On Tue, Aug 11, 2009 at 12:17 AM, fft1976 <fft1...@gmail.com> wrote:

> I don't know JVM too well, but I think no efficient user-level
> solution is possible. Why? To take care of substructure sharing, you
> need to remember a set of shareable values that have already been
> serialized, and do "reference equality" comparisons when new new
> substructures are serialized.
>
> This comparison and a set implementation can easily be done with
> pointers (because you have "<"), but there are no pointers in the JVM,
> and no "reference inequality", so you must use linear seeks, making
> the time complexity of serialization quadratic, where in C/C++ it
> could be O(N log N)


Reference equality is available in the JVM (instructions if_acmpeq and
if_acmpne), in Java (operators == and !=), and in Clojure (predicate
identical?). Furthermore, though < on pointers isn't, so a tree-map of
already serialized structures to themselves also isn't, Java provides
System.identityHashCode() and IdentityHashMap. These use a hash that
respects reference equality. So one in fact can implement one's own
serialization that is O(n) using O(1) hashmap lookups (and using reflection,
and not working if SecurityManager won't let you setAccessible private
fields and the like, so not in an unsigned applet).

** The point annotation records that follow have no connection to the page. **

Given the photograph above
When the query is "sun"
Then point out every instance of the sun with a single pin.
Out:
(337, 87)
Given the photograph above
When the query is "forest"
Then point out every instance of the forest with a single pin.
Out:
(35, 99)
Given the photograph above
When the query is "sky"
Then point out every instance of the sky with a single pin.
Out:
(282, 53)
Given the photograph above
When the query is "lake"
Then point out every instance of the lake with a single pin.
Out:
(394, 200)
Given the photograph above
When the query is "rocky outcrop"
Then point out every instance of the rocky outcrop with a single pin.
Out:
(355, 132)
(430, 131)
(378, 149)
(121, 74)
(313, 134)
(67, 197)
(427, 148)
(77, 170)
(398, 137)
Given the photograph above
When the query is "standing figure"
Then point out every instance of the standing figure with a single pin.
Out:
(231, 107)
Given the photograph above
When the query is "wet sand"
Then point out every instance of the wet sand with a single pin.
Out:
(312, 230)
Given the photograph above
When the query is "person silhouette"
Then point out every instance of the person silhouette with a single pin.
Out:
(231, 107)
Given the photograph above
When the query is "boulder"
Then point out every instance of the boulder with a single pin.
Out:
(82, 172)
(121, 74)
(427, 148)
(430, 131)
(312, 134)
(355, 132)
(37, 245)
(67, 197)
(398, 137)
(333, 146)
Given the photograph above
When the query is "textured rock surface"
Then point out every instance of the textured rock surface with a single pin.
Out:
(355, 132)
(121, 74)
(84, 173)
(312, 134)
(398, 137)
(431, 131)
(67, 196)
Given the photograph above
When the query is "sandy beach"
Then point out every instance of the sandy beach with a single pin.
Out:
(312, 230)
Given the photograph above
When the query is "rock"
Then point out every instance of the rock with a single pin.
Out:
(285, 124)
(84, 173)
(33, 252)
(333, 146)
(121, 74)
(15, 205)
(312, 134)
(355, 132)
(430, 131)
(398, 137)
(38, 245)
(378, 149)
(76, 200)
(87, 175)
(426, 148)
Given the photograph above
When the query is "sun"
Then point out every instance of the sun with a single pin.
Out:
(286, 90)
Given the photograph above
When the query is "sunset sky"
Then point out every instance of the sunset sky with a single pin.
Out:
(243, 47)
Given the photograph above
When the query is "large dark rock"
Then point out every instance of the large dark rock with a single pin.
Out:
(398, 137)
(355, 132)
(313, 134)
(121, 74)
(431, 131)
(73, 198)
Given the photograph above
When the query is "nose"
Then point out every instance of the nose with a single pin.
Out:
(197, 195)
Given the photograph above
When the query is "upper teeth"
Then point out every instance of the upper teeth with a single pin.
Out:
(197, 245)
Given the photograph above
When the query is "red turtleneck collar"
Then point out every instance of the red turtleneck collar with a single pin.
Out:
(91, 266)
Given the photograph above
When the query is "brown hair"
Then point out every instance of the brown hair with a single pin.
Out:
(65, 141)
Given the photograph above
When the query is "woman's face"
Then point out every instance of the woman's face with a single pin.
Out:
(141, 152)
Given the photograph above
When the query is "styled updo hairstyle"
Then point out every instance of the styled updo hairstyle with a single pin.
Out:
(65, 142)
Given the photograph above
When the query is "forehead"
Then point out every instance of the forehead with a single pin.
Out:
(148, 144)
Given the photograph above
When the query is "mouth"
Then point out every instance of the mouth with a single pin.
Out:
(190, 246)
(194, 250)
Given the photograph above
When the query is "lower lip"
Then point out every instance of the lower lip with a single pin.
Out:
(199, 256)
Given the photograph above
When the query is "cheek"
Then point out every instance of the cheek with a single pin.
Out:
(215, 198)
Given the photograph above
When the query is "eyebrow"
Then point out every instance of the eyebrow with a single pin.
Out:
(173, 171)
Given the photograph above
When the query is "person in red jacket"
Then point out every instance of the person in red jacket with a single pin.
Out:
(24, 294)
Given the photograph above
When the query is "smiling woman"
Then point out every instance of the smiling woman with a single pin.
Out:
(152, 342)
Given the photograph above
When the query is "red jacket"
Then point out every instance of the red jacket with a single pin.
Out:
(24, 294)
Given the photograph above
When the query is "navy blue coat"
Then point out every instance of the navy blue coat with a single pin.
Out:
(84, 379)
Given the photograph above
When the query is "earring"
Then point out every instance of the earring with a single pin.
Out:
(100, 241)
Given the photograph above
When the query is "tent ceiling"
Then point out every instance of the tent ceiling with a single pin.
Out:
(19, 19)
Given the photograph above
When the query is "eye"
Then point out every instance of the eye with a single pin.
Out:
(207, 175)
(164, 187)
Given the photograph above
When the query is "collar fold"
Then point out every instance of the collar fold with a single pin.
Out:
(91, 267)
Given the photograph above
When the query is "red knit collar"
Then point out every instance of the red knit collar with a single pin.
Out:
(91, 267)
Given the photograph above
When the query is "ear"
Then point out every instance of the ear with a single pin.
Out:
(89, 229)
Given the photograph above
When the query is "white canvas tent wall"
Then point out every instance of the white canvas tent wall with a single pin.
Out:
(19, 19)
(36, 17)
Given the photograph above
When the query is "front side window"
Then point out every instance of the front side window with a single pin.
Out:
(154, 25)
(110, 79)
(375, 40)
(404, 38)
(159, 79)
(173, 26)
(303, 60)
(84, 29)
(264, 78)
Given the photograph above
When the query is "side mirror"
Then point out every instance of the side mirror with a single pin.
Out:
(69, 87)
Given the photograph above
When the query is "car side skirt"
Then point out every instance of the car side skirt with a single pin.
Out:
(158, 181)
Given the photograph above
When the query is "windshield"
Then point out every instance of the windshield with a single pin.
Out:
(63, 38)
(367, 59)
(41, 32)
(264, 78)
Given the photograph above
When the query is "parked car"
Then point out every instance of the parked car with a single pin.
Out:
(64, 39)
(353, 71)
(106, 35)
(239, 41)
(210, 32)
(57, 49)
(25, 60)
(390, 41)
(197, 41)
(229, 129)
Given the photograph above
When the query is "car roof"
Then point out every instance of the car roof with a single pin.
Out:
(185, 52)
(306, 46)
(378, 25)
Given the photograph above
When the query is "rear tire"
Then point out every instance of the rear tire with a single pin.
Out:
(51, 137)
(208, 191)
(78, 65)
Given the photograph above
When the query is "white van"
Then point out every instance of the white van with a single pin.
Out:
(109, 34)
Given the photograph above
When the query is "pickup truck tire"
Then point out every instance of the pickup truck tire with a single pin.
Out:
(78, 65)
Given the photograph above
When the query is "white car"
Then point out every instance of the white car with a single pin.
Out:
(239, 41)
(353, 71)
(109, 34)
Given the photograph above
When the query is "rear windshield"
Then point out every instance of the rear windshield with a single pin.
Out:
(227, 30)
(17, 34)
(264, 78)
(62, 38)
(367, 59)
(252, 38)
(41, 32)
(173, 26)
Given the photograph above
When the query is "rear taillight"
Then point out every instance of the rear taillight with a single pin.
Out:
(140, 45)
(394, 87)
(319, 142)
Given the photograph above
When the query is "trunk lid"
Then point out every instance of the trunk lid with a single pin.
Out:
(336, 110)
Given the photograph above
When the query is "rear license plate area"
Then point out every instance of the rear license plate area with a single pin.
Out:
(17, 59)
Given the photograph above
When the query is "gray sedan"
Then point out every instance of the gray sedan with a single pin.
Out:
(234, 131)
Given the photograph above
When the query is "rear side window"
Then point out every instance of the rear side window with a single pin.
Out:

(Another use for reference equality is to see if Double.valueOf() is
caching, something that arose as an issue in another thread. On my system,
Sun JVM 1.6.0_13 -server and Clojure 1.0.0, it apparently is not:

user=> (identical? 2.0 2.0)
false

If this comes out to true then it's caching. Integer.valueOf() is caching on
my system, but only for small integers:

user=> (identical? 1 1)
true
user=> (identical? 5 5)
true
user=> (identical? 50 50)
true
user=> (identical? 500 500)
false
user=> (identical? 255 255)
false
user=> (identical? 127 127)
true
user=> (identical? 128 128)
false

The threshold seems to be at values that will fit in one byte.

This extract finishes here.